C'est Pierre Duval, ingénieur agronome et engagé volontaire, qui ayant eu vent du projet – de manière illicite, mais ce fut pardonné aux responsables vue l'efficacité du dispositif – apporta la solution presque parfaite. Sa machine était une merveille de simplicité, d'économie et d'efficacité. On faisait tout d'abord entrer les individus destinés au traitement spécial dans un long couloir étroit, empêchant toute évasion et tout mouvement de foule. Un véritable tube métallique comme celui dans lequel passent les pneumatiques du courrier, mais pour des êtres humains. Au bout de ce tunnel, une porte s'ouvrait, dans laquelle un seul candidat entrait.

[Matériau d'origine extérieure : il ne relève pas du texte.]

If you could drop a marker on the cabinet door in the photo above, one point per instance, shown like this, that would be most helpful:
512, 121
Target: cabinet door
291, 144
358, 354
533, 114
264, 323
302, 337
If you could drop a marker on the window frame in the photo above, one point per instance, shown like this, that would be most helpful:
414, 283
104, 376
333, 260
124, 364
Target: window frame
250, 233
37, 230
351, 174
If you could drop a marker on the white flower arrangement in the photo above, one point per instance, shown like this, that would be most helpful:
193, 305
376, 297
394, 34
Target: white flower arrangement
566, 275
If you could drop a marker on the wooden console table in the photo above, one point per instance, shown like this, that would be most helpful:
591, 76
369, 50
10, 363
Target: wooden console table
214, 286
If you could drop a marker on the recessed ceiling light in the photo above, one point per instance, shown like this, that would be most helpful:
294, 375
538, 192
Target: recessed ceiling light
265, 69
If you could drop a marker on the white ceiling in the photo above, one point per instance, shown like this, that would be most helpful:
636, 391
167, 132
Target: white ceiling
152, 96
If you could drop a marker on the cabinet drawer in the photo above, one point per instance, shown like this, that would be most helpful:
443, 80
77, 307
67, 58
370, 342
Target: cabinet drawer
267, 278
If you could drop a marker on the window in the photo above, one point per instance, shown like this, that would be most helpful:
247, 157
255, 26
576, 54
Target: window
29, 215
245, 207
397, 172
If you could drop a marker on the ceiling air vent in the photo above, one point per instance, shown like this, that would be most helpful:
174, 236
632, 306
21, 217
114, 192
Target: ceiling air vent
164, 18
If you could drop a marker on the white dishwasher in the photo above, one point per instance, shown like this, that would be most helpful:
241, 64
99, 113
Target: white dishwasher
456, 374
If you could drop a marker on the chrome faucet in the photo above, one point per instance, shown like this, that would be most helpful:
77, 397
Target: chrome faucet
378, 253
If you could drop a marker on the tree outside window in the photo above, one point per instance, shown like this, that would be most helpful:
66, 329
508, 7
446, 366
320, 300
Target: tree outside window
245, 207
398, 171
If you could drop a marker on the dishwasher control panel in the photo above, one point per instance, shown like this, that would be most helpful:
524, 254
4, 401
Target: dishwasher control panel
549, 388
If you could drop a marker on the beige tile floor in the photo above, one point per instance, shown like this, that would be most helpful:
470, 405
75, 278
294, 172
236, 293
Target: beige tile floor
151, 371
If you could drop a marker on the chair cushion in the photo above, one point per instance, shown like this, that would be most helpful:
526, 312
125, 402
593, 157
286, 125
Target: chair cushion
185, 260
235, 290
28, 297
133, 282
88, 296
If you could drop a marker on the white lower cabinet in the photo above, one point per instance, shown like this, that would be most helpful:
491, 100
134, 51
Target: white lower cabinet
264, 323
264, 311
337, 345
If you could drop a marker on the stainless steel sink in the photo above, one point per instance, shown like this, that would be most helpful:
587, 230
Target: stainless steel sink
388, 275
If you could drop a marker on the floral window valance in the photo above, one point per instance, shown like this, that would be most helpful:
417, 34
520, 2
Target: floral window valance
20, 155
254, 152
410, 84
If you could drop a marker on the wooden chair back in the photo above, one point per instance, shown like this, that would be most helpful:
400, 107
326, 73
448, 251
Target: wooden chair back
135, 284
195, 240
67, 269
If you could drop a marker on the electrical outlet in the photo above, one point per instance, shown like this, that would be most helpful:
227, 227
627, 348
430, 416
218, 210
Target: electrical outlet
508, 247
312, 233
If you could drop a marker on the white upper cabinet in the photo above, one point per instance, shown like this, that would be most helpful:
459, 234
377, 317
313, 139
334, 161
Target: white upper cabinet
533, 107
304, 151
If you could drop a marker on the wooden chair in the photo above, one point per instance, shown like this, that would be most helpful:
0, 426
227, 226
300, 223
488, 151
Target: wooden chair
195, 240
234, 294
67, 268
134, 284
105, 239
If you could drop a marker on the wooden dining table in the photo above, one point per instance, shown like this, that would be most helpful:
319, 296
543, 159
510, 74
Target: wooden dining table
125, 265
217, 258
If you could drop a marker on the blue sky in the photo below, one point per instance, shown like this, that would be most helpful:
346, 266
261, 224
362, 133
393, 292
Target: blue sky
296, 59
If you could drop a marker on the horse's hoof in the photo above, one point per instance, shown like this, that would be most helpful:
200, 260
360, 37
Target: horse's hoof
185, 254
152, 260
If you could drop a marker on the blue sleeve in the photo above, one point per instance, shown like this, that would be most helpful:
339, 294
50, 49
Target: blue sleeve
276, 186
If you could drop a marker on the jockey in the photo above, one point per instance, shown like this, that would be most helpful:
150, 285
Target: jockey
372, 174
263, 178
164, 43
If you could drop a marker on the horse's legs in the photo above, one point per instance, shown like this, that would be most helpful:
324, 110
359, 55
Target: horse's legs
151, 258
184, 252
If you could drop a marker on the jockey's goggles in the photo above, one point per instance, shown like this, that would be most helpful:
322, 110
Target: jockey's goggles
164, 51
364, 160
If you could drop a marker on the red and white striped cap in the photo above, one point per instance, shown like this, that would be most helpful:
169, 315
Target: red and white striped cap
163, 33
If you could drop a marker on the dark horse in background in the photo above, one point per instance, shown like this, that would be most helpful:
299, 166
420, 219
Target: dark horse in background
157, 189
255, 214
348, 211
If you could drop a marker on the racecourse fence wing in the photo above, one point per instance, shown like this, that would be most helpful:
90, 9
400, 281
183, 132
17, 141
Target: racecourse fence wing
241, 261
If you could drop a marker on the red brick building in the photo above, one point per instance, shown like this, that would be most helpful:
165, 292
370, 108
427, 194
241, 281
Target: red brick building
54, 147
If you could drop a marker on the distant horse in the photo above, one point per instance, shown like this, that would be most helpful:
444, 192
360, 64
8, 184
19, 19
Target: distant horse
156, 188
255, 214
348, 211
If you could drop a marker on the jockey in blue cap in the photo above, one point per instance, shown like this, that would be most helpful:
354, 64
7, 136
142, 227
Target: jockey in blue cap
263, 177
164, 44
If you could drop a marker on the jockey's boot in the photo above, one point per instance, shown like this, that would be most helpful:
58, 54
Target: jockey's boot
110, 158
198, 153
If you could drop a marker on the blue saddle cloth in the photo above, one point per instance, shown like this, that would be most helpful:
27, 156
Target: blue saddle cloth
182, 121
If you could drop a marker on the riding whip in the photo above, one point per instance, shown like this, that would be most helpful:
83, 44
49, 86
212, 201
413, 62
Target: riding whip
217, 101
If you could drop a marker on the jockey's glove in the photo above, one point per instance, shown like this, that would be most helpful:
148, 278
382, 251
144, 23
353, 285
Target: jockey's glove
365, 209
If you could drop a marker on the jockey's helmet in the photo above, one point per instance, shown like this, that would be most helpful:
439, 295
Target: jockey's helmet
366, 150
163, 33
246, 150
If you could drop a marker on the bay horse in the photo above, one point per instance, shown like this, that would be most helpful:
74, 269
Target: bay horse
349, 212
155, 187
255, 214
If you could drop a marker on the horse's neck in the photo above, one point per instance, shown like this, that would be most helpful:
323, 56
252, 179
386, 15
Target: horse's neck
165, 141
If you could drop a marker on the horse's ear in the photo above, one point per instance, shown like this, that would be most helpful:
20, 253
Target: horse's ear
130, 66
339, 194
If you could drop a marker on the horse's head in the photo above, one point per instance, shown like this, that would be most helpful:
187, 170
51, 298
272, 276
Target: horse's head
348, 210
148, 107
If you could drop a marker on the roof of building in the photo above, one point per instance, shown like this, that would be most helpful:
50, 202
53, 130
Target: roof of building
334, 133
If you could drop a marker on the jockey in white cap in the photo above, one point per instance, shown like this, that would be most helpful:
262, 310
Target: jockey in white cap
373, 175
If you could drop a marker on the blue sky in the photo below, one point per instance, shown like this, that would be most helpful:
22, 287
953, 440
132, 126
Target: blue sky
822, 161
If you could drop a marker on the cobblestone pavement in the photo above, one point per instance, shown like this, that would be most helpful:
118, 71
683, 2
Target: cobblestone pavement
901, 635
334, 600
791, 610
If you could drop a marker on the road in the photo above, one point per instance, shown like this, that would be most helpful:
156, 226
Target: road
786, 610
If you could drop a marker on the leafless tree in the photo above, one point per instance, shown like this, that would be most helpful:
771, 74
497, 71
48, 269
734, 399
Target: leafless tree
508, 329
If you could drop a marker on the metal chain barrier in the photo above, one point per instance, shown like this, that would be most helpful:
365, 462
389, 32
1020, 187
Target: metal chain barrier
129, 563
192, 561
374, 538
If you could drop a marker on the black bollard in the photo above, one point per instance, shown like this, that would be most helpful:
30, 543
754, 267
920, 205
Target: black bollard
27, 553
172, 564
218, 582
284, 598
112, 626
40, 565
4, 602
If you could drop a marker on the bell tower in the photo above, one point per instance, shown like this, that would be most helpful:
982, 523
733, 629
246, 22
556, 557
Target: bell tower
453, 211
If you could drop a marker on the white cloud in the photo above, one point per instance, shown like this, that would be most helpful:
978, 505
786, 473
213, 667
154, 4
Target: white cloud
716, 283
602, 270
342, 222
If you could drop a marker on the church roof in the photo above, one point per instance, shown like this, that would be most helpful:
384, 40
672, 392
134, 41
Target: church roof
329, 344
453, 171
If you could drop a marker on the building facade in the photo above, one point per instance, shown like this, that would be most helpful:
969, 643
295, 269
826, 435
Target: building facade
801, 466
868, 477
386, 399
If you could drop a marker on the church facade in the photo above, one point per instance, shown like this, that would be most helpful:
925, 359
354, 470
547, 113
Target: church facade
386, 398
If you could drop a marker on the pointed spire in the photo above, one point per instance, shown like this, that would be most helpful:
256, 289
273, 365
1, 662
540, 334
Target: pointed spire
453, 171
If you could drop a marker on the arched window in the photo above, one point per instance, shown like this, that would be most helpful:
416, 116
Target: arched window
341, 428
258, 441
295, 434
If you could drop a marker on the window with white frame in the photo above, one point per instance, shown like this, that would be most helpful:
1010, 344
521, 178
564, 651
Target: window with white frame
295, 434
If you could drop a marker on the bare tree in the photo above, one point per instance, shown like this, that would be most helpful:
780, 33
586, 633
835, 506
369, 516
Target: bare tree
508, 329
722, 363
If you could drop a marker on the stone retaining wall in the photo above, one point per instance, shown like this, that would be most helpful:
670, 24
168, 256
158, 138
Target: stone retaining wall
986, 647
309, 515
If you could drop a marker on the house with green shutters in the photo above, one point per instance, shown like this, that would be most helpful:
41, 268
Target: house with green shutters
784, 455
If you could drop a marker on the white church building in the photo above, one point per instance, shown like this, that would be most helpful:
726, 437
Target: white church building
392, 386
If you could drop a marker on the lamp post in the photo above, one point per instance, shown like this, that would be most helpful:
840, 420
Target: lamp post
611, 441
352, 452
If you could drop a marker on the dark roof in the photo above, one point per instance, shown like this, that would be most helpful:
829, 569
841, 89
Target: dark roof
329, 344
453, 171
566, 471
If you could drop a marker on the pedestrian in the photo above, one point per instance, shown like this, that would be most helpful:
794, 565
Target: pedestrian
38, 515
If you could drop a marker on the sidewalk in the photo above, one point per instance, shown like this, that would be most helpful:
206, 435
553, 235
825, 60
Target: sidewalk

Il se retrouvait dans une petite pièce semblable à un vestiaire de piscine, où une pancarte lui indiquait de se déshabiller et de jeter ses vêtements dans la trappe de côté prévue à cet effet. Un fois bouillis, les habits ainsi récupérés étaient envoyés sur le front ou aux civils (hôpitaux, orphelinats, familles de combattants). Quant au prisonnier, il voyait une porte supplémentaire s'ouvrir, dans laquelle il n'avait d'autre choix que de s'engager. Là, il arrivait dans une pièce de la même dimension ; immédiatement des lames acérées surgissaient des murs, trois lames à la hauteur approximative du cou, de la taille et des genoux, sectionnant l'individu en trois.

Une trappe s'ouvrait au sol, faisant tomber les morceaux dans un broyeur extrêmement puissant. Pendant ce temps, le candidat suivant se déshabillait dans le vestiaire. La viande hachée obtenue – rendement moyen d'une Faucheuse : 40 à 100 corps par heure, environs 650 par journée de fonctionnement – était envoyée sur les champs de bataille pour nourrir les très nombreux chiens de combat ou les esclaves dans les camps de travail.

Automatisation totale, efficacité optimale, consommation quasi-nulle et recyclage complet des matières premières : la NK-327 dépassa les attentes les plus exigeantes. Une cinquantaine de machines furent assemblées à la fin 1883, et initialement affectées aux camps de prisonniers sur le territoire national. Un mois plus tard, on pouvait déjà les transporter par chemin de fer sur les zones de combat.

Georg Laaske inventa la Faucheuse mobile courant 1884 : une version miniature, sans le couloir initial, et nécessitant d'être installée au dessus d'une fosse ; mais plus facile à transporter sur la carte sans cesse changeante des terres occupées. La liquidation systématique des prisonniers et des civils permit d'économiser des ressources inestimables.

Les pays ennemis en étaient arrivés aux mêmes pratiques – mais la Faucheuse était une arme infiniment plus efficace que les autres.